Foi com o objetivo consciente de plasmar a universalidade do romance num pedaço geográfico que fica muito longe de nossa coletiva e sertaneja experiência, que Coby Aquino escreveu este segundo livro rural/urbano, contido numa paisagem que, embora misteriosa, é bem conhecida. “Aconteceu...” mais do que narrativa de mistérios e buscas policiais, é uma perfeita descrição do nosso tipo humano convencional, ao mesmo tempo arcaico e modernizado, vinculado às práticas da vida na roça e na pequena cidade meio industrializada, sempre envolto voluntária e involuntariamente num misticismo de laços religiosos e familiares, uma espécie de grande casa-grande norte-mineira, com nobreza e vassalagem. O tradicional sofre as mudanças naturais do progresso, sempre a trazer mais problemas que soluções muito embora ainda não consiga desfazer imbrigados traços de convivência rural.
“Aconteceu...” traz no bojo os perfumes da vida na roça, o cheiro da sala de jantar e da cozinha de casa de fazenda, bons beijus quentinhos, bolinhos fritos, biscoitos escaldados, leite fresco, café torrado em fogão-de-lenha e moído em pilão de jatobá, mel de abelha, feito por abelha, tigelas de farofa, galinhas e leitões assados servidos em travessas grandes. Tem também a escuridão das noites sem luz elétrica e sem luae a umidade das veredas e das beiras de córregos e pântanos, marcas de virgindade que já se transforma em saudade. É a fixação de costumes coloridos de vida, de vozes e atitudes, de humanas qualidades e defeitos que os poucos anos do futuro cuidarão de transformar em passado extinto.
Corby Aquino consegue em “Aconteceu...” criar, descrever e movimentar interessante galeria de personagens, percorrendo um mosaico vivido, compósito, excêntrico, um corte longitudinal numa sociedade que oferece cores um tanto já perdidas na vida real. A empregada doméstica ainda tem prestígio de dona de casa e é colocada como convergência de todas as preocupações e todos os zelos, fonte e destino de sentimentos que ainda sobrevivem para enobrecer o nosso coração. Padre, sanfoneiro, capataz, lavadeiras, moças e rapazes, velhos e meninos, o sacristão e o vaqueiro, o jagunço e a rapariga, todos se juntam para construir um ambiente rural em contraste com o outro urbano de médico, delegado, detetives, gerentes e peritos, de modo a tirar-lhe os mistérios e o preguiçoso conforto.
Seu Zezito e Maria de Jesus são figuras que permanecerão por muito tempo na memória do leitor. Joãozinho Lagartixa, Manelão e Manezim, José de Jesus, Lena, Zeno, Dália e Mariquinha, Padre Toledo, Vilars e Rosita, assim como Joaninha, todos são personagens bem tecidas e bem pintadas com linhas e tintas da mesma resistência com que o sertão marcou o intelecto eo sentimento do autor.

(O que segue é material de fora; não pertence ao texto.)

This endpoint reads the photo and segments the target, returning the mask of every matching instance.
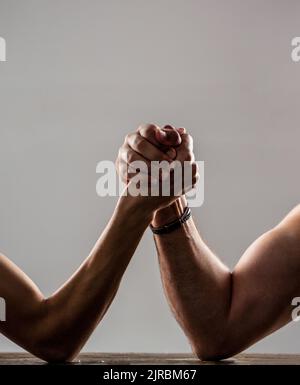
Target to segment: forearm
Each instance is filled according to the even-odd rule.
[[[72,352],[80,350],[105,314],[149,224],[145,211],[131,203],[131,198],[122,198],[90,256],[47,300],[52,320],[50,338],[61,340]]]
[[[174,205],[177,217],[185,202]],[[156,215],[162,225],[169,213]],[[163,219],[164,218],[164,219]],[[156,235],[155,243],[166,296],[176,319],[190,342],[209,346],[212,337],[222,334],[231,298],[231,273],[200,237],[193,219],[180,229]]]
[[[110,305],[151,220],[132,203],[130,197],[121,198],[89,257],[51,297],[44,299],[19,272],[19,294],[6,292],[4,334],[48,361],[70,360],[77,354]]]
[[[291,217],[258,238],[232,274],[191,220],[155,237],[167,297],[200,358],[238,353],[291,320],[300,290],[299,220]]]

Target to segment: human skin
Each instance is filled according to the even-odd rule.
[[[179,135],[177,140],[181,141]],[[183,155],[189,152],[185,144],[181,149]],[[132,197],[128,187],[90,255],[49,298],[23,271],[0,255],[0,297],[6,302],[1,333],[43,360],[74,359],[111,304],[154,213],[178,198]]]
[[[71,361],[113,300],[150,214],[130,197],[122,197],[89,257],[49,298],[1,255],[6,321],[0,322],[0,332],[45,361]]]
[[[117,161],[121,174],[126,152],[139,156],[132,143],[139,143],[146,159],[153,155],[150,145],[162,148],[164,141],[151,130],[127,137]],[[169,145],[176,149],[175,142]],[[185,198],[178,198],[157,210],[152,224],[170,222],[185,206]],[[300,205],[255,240],[233,271],[210,250],[193,219],[154,239],[167,300],[200,359],[230,357],[292,320],[291,302],[300,294]]]

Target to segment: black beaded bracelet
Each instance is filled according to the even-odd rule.
[[[191,217],[191,215],[192,215],[191,209],[189,207],[186,207],[181,217],[175,219],[175,221],[167,223],[166,225],[161,227],[153,227],[152,225],[150,225],[150,228],[153,234],[156,234],[156,235],[168,234],[178,229],[179,227],[181,227]]]

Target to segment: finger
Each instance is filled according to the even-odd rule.
[[[156,139],[165,146],[179,146],[181,137],[174,127],[167,125],[156,131]]]
[[[144,124],[137,131],[148,142],[164,152],[168,151],[170,146],[177,146],[181,143],[180,135],[172,126],[165,126],[161,129],[154,124]],[[172,153],[174,154],[174,151]]]
[[[188,149],[189,151],[193,151],[194,149],[194,140],[191,135],[189,134],[182,134],[181,135],[182,145]]]
[[[148,140],[148,142],[152,143],[156,147],[161,147],[161,143],[156,138],[156,132],[159,131],[160,128],[156,126],[155,124],[141,124],[137,132],[140,134],[143,138]]]
[[[125,162],[118,162],[118,174],[124,183],[129,182],[128,165]]]
[[[127,145],[135,152],[143,156],[145,159],[149,161],[163,161],[166,160],[168,162],[173,159],[168,156],[168,154],[164,153],[162,150],[154,146],[148,140],[146,140],[143,136],[139,134],[132,134],[127,137]],[[174,155],[173,152],[169,154]]]
[[[178,131],[179,135],[186,134],[186,128],[184,127],[178,127],[176,130]]]
[[[151,163],[138,152],[134,151],[128,144],[122,146],[119,150],[119,162],[129,166],[133,162],[144,162],[147,169],[150,170]]]
[[[195,156],[193,153],[193,138],[191,137],[191,135],[182,134],[181,139],[182,143],[177,148],[176,160],[179,160],[181,162],[194,162]]]
[[[163,145],[158,141],[157,132],[159,131],[160,128],[154,125],[144,125],[138,128],[138,133],[140,134],[140,136],[142,136],[145,140],[147,140],[153,146],[158,148],[160,151],[167,154],[170,159],[175,159],[177,155],[176,150],[173,147]]]
[[[200,179],[200,175],[199,174],[196,174],[195,176],[193,176],[193,188],[195,188],[196,184],[199,182],[199,179]]]
[[[157,180],[154,176],[151,175],[152,169],[148,169],[148,173],[145,174],[143,170],[137,170],[136,168],[131,167],[130,163],[126,163],[124,160],[118,160],[116,162],[118,168],[118,174],[125,184],[128,184],[130,180],[136,175],[140,174],[140,178],[147,178],[148,185],[151,187],[151,183],[157,183]]]

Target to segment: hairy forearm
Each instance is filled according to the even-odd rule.
[[[180,215],[181,205],[177,209]],[[203,242],[192,219],[170,234],[155,236],[155,242],[176,319],[192,343],[209,346],[212,337],[222,334],[229,311],[231,273]]]
[[[283,225],[262,235],[233,273],[192,220],[155,236],[170,306],[200,358],[235,354],[290,320],[291,299],[300,289],[299,241],[290,234]]]

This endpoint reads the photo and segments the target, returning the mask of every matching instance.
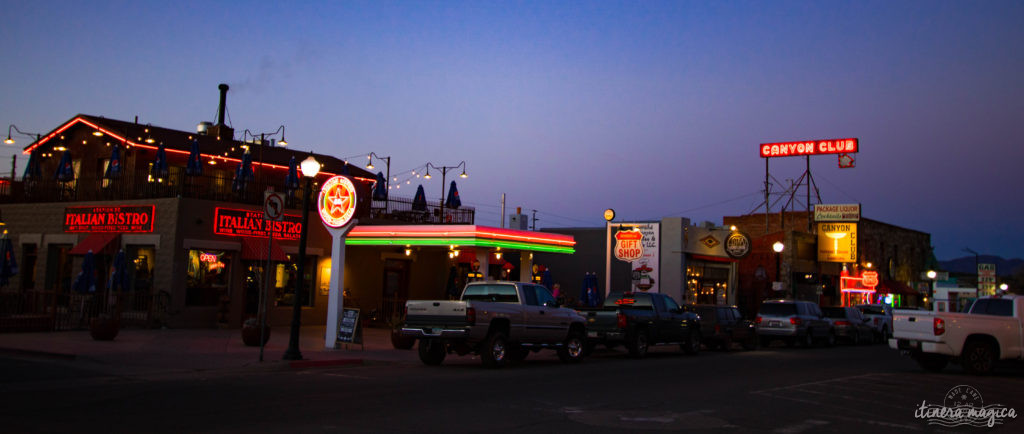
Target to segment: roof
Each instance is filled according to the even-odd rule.
[[[24,154],[30,154],[35,148],[41,146],[62,132],[72,127],[91,128],[113,137],[124,143],[126,146],[137,146],[146,149],[157,149],[160,144],[168,153],[179,153],[188,155],[192,148],[192,140],[198,140],[199,151],[202,157],[215,158],[223,161],[239,162],[244,153],[243,145],[249,145],[232,137],[229,140],[222,140],[214,135],[202,135],[195,132],[179,131],[170,128],[163,128],[151,124],[139,124],[125,122],[117,119],[108,119],[102,116],[78,114],[62,123],[59,127],[50,131],[39,140],[25,146]],[[149,143],[150,140],[152,143]],[[286,169],[291,157],[296,162],[301,162],[311,152],[300,151],[285,147],[251,146],[250,153],[253,154],[254,166],[268,166],[272,168]],[[259,156],[257,156],[257,153]],[[336,175],[342,173],[345,166],[351,176],[363,178],[367,181],[376,179],[376,175],[360,167],[347,164],[345,161],[331,155],[313,154],[321,164],[321,174]]]

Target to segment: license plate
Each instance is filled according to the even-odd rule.
[[[921,343],[918,341],[909,341],[906,339],[900,339],[896,341],[896,348],[901,350],[916,350],[920,348]]]
[[[588,338],[596,338],[597,337],[597,332],[587,332],[587,337]]]
[[[782,323],[778,321],[768,321],[768,327],[782,327]]]

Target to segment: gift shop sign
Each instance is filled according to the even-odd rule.
[[[266,238],[274,231],[274,238],[297,240],[302,234],[302,219],[297,215],[284,215],[283,221],[263,219],[263,210],[217,208],[213,211],[213,233],[231,237]]]
[[[633,291],[659,292],[658,223],[623,223],[615,232],[615,258],[630,263]]]
[[[644,234],[638,229],[619,230],[615,233],[615,259],[633,262],[644,256]]]
[[[857,262],[857,224],[818,223],[818,262]]]
[[[852,154],[860,147],[857,139],[806,140],[802,142],[762,143],[761,158],[802,157],[821,154]]]
[[[860,204],[847,203],[814,205],[814,221],[818,222],[855,222],[860,220]]]
[[[156,205],[64,208],[64,232],[153,232]]]

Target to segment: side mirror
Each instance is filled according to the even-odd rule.
[[[561,305],[562,304],[559,303],[558,300],[550,300],[550,301],[547,301],[547,302],[544,303],[545,307],[550,307],[550,308],[556,308],[556,307],[559,307]]]

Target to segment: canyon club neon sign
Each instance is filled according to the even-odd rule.
[[[850,154],[860,149],[855,138],[807,140],[801,142],[762,143],[761,158],[801,157],[805,155]]]
[[[156,205],[64,208],[64,232],[153,232]]]
[[[284,221],[263,219],[263,211],[217,208],[213,211],[213,233],[230,237],[274,238],[297,240],[302,234],[302,220],[297,215],[284,215]]]

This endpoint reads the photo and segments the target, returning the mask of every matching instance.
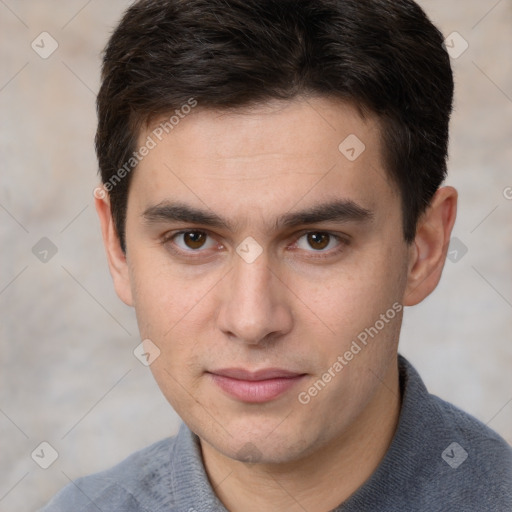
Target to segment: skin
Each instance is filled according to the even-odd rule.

O livro é bom, é doce e gostoso. Tem cheiro inesquecível de nossas velhas fazendas, do nosso mato, do pequi amarelinho, da goiaba madura, do cajazeiro e do umbuzeiro do sertão. Há nele um forte sentimento de humanismo e de solidariedade, gente com jeito de gente.
Vale e ainda vale muito, leitor, experimentar o sabor deste novo Corby!